The infamous Bermuda Triangle isn’t the only place in and around the United States where ships and aircraft mysteriously disappear. There is a place in Southern California’s Colorado Desert called the Salton Sea where aircraft have been disappearing for the last century and legend has it that an ancient Spanish galleon, filled with treasure, also has been seen there.

The really peculiar thing about the Salton Sea is that it is a manufactured lake, an area of desert that was flooded by accident, and it never dried up. It is a large but shallow body of saline water covering 362 square miles in the Salton Basin, east of San Diego and just north of the Mexican border. The community of Salton City, which once existed there, was flooded. The lake, which has an average depth of about 30 feet, shouldn’t be there. In fact it did not exist before 1905,

It was that year that an irrigation construction canal, designed to bring water from the Colorado River into San Francisco and other southern California cities, sprung a leak. The leak was big and because of financial problems, did not get repaired until 1907. By then the Salton Sea had been created in the basin, which lies 228 feet below sea level. The water has apparently been maintained by agricultural runoff, tropical storms or some other unknown source because after a century, the massive lake still exists. It just got salty. In fact, the water in the Salton Sea is said to be about 30 percent saltier than the Pacific Ocean.

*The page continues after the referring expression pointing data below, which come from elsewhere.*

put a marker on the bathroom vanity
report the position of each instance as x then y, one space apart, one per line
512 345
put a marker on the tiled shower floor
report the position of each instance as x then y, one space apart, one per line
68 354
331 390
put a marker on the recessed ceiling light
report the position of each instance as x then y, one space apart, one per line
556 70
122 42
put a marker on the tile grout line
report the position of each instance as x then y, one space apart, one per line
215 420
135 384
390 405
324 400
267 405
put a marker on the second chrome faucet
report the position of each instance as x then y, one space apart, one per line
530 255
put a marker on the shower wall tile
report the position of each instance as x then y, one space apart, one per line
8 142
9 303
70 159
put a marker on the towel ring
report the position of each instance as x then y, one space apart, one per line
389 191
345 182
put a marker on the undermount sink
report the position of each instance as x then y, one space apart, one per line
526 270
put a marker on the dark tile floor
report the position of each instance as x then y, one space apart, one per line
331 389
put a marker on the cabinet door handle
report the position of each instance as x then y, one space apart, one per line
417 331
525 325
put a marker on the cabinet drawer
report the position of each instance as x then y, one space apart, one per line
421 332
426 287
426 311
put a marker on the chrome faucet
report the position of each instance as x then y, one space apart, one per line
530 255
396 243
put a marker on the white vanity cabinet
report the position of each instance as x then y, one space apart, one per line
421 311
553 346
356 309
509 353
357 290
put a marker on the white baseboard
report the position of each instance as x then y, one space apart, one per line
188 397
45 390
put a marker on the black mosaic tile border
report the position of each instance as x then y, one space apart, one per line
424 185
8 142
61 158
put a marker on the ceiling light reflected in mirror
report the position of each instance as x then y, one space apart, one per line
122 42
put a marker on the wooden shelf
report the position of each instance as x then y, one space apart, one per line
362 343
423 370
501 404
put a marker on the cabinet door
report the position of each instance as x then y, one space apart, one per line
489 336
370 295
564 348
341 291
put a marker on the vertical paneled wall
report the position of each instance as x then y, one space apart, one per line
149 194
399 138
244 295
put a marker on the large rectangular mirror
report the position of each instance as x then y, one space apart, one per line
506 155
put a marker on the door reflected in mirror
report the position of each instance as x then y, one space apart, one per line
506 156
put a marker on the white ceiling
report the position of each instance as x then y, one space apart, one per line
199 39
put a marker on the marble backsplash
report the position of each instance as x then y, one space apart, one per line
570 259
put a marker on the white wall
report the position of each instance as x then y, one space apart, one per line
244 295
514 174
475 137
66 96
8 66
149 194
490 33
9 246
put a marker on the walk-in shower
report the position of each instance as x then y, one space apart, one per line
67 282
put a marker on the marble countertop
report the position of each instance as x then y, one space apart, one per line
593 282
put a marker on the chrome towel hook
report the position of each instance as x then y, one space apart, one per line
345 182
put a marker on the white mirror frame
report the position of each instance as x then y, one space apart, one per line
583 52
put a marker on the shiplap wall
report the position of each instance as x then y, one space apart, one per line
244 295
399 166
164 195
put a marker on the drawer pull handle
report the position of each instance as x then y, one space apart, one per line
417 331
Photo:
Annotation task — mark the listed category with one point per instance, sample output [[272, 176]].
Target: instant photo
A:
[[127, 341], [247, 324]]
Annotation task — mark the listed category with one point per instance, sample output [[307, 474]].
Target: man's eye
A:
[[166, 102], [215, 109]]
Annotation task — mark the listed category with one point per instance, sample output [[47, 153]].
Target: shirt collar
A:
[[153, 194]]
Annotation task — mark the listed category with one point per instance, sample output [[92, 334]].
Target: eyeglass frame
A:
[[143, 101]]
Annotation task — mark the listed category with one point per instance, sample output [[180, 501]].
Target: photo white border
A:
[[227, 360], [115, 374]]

Before the basin was flooded, there were stories about an ancient ship sitting partly buried in the shifting sands. The stories became legend after Tiburcio Manquerna, a mule driver, claimed to come upon a cache of pearls in 1774, and a prospector named Charley Clusker claimed to have discovered a Spanish Galleon just sitting in the desert in 1870. Both men returned to the area with plans to search for treasure, but never found the pearls or the ship.

How could a ship have gotten to such a barren place in the California desert?

Geologists say that the Salton Sea is not the first body of water to exist on that site. Back in about the Sixteenth Century, when Spanish Galleons were sailing the high seas, the basin was not only flooded, but it was linked to the open sea via the Gulf of California. It was known to the natives then as Lake Cahuilla. Thus it was possible for a ship to have sailed into the lake from the sea and perhaps gotten stranded there. The myth of a lost Spanish Galleon may have some credibility.

But that does not explain what has happened in more recent times since the Salton Sea has been created. And it does not explain what happened to Lake Cahuilla.

During World War II, military bases were constructed in the area around the Salton Sea. The lake also attracted private development so homes and even towns appeared. Private yachts and other vessels sailed the lake. And military aircraft flew over it. And the mystery is, many of them disappeared without a trace.

It is said that more than three dozen men and their planes were lost. Navy records show that four Wildcats, two Corsairs, two Hellcats, four patrol planes, two Helldivers and ten Avengers disappeared somewhere over that 35-mile-wide body of water. The wreckage of the planes or the private boats that disappeared in the lake has never been found.

The old military bases have since been left abandoned, as are many of the resort homes and structures erected along the water’s edge. The bones of dead fish and birds line what would normally be the beaches. The Salton Sea is truly an eerie place where myths and legends abound.